In the sections below, we discuss each of the issues in more detail.
Most Macintosh computers running OS X use the HFS+ filesystem for storing data. HFS+ has two features which frustrate file transfers, especially to non-Mac OS X systems: file metadata (especially type and creator codes), which have no counterpart on other file systems, and forked files, which split files into several unique parts. Because other filesystems do not use this approach, storing HFS+ data correctly becomes much more difficult.
There is a great utility called Backup Bouncer that automatically tests backup tools and their ability to preserve these sorts of data. Based on our testing, we discovered that a patched build of Rsync 3 provided the best retention of metadata while also supporting a very efficient transfer mode (differential copies with hard-links at the target).
To save space in our backups, we needed the ability to exclude files from the backup based upon a user's quota status. We do not enforce a hard quota limit on our fileserver (to allow users to store large files temporarily), but we didn't want to waste space with large files that didn't need to be backed up.
When backing up user home directories, the script communicates with our Open Directory server to find users that are over quota. If a user is over their quota, files are excluded from the backup (until the non-excluded files fit within their quota). When a user's files are excluded, their e-mail address is queried and the user is notified that certain files were not backed up.
Rsync can perform backups via the network, and we have designed our scripts to allow this behavior as well.
Because our script performs various housekeeping duties (rotating directories, locating old directories to link against, etc.), remote backups must adhere to a specific way of doing things in order to work properly.

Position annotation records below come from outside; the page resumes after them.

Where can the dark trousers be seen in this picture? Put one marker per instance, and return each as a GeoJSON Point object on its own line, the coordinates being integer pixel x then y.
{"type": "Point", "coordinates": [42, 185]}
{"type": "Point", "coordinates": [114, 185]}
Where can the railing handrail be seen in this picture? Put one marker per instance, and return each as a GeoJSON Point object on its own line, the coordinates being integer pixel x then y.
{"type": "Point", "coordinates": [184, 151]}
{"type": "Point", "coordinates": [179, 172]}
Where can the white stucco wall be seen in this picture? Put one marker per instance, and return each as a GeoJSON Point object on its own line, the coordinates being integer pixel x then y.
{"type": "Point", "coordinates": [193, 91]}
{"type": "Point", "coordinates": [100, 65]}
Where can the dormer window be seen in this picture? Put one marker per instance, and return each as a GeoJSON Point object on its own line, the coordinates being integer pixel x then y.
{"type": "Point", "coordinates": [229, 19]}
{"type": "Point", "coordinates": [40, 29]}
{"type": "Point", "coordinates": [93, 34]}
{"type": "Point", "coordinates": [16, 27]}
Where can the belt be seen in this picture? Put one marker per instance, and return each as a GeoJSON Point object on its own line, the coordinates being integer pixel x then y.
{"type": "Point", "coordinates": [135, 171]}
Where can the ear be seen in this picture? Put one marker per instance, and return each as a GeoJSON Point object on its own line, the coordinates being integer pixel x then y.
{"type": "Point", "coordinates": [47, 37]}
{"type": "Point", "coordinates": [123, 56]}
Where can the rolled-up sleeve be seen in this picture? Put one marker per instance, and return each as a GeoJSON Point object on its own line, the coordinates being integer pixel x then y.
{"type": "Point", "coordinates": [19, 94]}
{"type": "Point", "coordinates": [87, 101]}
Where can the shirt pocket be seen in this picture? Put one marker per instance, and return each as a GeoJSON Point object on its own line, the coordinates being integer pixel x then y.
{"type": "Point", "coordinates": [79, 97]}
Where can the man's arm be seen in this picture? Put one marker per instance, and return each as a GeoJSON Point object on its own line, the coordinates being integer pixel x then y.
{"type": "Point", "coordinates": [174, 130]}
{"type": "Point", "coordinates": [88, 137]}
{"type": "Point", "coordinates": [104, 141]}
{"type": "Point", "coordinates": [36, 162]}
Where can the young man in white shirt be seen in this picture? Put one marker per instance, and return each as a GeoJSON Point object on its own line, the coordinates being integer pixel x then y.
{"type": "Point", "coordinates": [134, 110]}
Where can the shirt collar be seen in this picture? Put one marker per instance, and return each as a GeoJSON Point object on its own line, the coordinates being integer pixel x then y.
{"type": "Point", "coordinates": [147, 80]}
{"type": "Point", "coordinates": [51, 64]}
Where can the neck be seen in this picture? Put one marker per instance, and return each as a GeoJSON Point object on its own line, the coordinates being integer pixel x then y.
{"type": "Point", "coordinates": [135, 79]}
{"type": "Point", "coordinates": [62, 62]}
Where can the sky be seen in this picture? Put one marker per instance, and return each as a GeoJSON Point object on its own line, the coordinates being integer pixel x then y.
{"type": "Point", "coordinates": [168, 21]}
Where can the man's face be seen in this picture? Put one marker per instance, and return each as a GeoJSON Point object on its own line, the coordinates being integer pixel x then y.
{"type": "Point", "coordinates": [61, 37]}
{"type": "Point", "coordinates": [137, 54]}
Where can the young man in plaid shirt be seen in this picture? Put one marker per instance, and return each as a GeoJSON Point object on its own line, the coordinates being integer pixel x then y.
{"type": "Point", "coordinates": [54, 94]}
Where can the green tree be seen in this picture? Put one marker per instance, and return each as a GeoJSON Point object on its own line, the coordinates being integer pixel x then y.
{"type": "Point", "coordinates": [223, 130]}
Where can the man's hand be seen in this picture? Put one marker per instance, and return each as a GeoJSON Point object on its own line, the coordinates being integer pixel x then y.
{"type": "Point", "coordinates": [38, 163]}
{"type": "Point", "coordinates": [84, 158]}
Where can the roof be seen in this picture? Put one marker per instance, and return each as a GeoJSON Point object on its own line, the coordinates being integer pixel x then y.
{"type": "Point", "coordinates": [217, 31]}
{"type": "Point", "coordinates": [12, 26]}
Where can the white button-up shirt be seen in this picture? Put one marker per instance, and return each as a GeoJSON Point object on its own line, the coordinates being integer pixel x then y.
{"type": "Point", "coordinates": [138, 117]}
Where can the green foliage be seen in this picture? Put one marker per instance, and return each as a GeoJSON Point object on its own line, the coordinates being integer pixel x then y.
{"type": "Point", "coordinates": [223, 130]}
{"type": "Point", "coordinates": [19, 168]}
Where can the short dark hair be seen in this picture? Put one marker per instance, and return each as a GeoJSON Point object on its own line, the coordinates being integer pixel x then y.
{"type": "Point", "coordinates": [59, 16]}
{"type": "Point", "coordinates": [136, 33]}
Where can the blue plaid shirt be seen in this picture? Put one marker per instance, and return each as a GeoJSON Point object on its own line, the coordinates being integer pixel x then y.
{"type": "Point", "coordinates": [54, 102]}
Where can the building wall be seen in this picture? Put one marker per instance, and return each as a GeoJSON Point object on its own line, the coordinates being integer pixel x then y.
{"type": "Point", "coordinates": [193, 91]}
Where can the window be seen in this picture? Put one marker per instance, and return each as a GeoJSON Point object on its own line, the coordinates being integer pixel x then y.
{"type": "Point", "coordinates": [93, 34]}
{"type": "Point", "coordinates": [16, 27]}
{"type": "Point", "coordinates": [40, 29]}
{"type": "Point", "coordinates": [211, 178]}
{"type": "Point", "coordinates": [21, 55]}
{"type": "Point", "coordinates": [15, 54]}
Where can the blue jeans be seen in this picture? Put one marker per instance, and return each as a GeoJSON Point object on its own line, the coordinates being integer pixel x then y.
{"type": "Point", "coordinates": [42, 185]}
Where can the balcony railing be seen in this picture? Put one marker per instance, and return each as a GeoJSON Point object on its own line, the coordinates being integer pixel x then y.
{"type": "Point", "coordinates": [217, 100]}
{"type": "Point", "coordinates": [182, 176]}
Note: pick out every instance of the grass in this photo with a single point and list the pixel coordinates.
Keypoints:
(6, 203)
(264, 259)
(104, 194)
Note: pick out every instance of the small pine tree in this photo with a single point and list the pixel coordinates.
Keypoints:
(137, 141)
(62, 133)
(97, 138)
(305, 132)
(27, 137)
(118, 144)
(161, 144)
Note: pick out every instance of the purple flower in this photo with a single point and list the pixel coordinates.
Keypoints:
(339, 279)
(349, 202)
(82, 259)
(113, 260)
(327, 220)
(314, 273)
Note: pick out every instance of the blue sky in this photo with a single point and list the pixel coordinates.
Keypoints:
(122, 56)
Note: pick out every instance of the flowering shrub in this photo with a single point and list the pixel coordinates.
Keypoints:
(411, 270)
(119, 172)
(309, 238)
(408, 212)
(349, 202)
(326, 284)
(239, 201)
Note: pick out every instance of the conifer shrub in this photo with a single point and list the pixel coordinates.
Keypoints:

We do this by using Rsync's daemon mode, and using a pre/post execution script. The script is automatically run by rsync before and after the transfer, and it takes care of creating and renaming directories, ensuring that transfer options are set correctly, and other housekeeping. Because it's run on the server side, the sender (client) simply uses regular rsync without needing to worry about the policies on the server.
The scripts depend on the following packages to work correctly:
wget 'http://rsync.samba.org/ftp/rsync/rsync-3.0.6.tar.gz' wget 'http://rsync.samba.org/ftp/rsync/rsync-patches-3.0.6.tar.gz' tar -zxf rsync-3.0.6.tar.gz tar -zxf rsync-patches-3.0.6.tar.gzThe final step above merges the patches into the main source tree. Next, move into the source tree and apply the Mac OS X metadata patches:
cd rsync-3.0.6 patch -p1 <patches/fileflags.diff patch -p1 <patches/crtimes.diffNow configure the sources:
./prepare-source ./configureAnd finally, build and install:
make sudo make installYou should be all set with a patched version of rsync (installed to
/usr/local/bin by default). Run rsync --version to confirm
the version and patches.
Rsync is run in "daemon mode" on the server you wish to use as the destination for backups. The daemon is normally started as root (so that it can bind to a privileged port), and then an alternate user is specified to own the tranfered files.
You can use the standard processes for starting a daemon on your system (init, daemontools, rc, etc). If you use Mac OS X as your server, we have Launchd plist files available for starting and running rsync. There are two files:
The first launches the rsync daemon, but only if the path where the backups go is present (we use an external disk for our backups, so we don't want the daemon to run if the disk isn't mounted).
The second watches the backup path and kills rsync if it is no longer available (the disk is unmounted). You'll need to customize the paths if you plan to use this functionality. If you don't need to worry about the path unmounting, you can just use the first script to keep the daemon alive.
Finally, Mac OS X users should ensure that the destination directory for their backups has Ignore Ownership and Permissions turned OFF. You can check this by choosing "Get Info..." on the destination volume. If privileges are not preserved, then rsync will assume that all the files have changed ownership (since, as far as it knows, they have), and every file will be retransmitted, making the backup non-incremental.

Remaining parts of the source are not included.